The president has cast the effort as a fiscal priority amid the economic crisis, calling it “a historic commitment to reform that will lead to lower costs and quality, affordable health care for every American.”
Rather than single out any one player in health care, Obama’s plan would inflict “flesh wounds” on virtually every major stakeholder, said Nancy Chockley, president of the National Institute for Health Care Management, a nonprofit group funded largely by Blue Cross Blue Shield. The key, she added, is that none of the wounds would be fatal.
“You look down the list, and no one’s going to be happy,” Chockley said. “But nothing is a lay-down-the-gauntlet” style attack.
Melody C. Barnes, Obama’s domestic policy adviser, said: “The important outcome for everyone is reduced costs. We all have to put something down on the table.”
Keeping the major players on board could be crucial to Obama’s success. The health-care sector is one of the mightiest political forces in Washington, spending nearly $1 billion on lobbying and contributing $162 million to candidates of both parties over the past two years, according to the Center for Responsive Politics. Obama’s presidential campaign received nearly $19 million from health-care companies and their employees.
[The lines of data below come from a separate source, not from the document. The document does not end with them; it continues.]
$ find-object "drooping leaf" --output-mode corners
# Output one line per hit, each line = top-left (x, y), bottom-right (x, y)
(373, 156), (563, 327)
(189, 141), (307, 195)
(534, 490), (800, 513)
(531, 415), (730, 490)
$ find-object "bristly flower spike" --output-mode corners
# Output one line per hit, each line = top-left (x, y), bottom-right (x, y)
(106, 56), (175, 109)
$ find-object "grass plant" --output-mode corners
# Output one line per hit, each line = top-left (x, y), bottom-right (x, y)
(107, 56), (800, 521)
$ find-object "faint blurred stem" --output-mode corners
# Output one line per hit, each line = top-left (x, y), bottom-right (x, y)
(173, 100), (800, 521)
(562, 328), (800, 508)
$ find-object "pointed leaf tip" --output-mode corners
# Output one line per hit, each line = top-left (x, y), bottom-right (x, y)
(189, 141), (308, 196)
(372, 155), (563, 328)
For the industry, expanded coverage could open up huge new markets. As drug companies learned when President George W. Bush and Congress created a new Medicare prescription drug benefit in 2003, “long-term success is built on market share,” said Chris Jennings, a former Clinton health adviser.
“Expansion of coverage certainly creates a variety of opportunities for the private sector,” said Sen. Ron Wyden (D-Ore.). The prospect of that new business is one way to “keep the powerful interests” at the bargaining table, he added.
Hospitals and physicians would also win significant reprieves under Obama’s initial proposal. The president would leave untouched $20 billion in annual payments for hospitals that care for large numbers of uninsured patients, focusing instead on more modest cutbacks for doctors and hospitals that do not meet certain quality standards. His plan also includes budget language that would spare doctors a 21 percent reduction in pay next year and 5 percent cuts in future years.
Karen Ignagni, president and chief executive of America’s Health Insurance Plans, said members of the insurers group are deeply concerned about Obama’s proposal to switch the Medicare Advantage program to a competitive bidding process, arguing that it would force seniors to bear a disproportionate share of the costs. The administration says the change would save $175 billion over the next decade.
But Ignagni, who will attend today’s summit, also said her group is willing to make sacrifices to reach an agreement. “The coin of the realm for 2009 is not the old-fashioned playbook of ads and 30,000-feet campaigns,” she said. “The coin of the realm is for stakeholders to come to the table with real proposals and solutions.”
Another major challenge could come from the AARP, which strongly objects to making wealthy seniors pay higher premiums for drug coverage. “Asking seniors to pay more is not a solution to the skyrocketing costs of prescription drugs,” said spokesman Jim Dau. “Rather than shift more costs to seniors, AARP urges more focus on lowering soaring drug-cost increases.”
William Dombi, a vice president of the National Association for Home Care and Hospice, complained that his relatively small sector is being hit inordinately hard by Obama’s proposal to slash $37 billion in Medicare payments that the president says are bloated. “Because the others are bigger, they have greater entree and greater influence,” Dombi said. “That’s why they’re not complaining — they don’t have anything to complain about.”
Drew Altman, head of the Kaiser Family Foundation, said the debate “will get a lot tougher” in the months ahead. “We’re still more in the happy-talk stage of health reform,” he said, adding: “In Washington, there is a machine set up to fight every fight. No battle goes unfought.”
Research editor Alice Crites contributed to this report.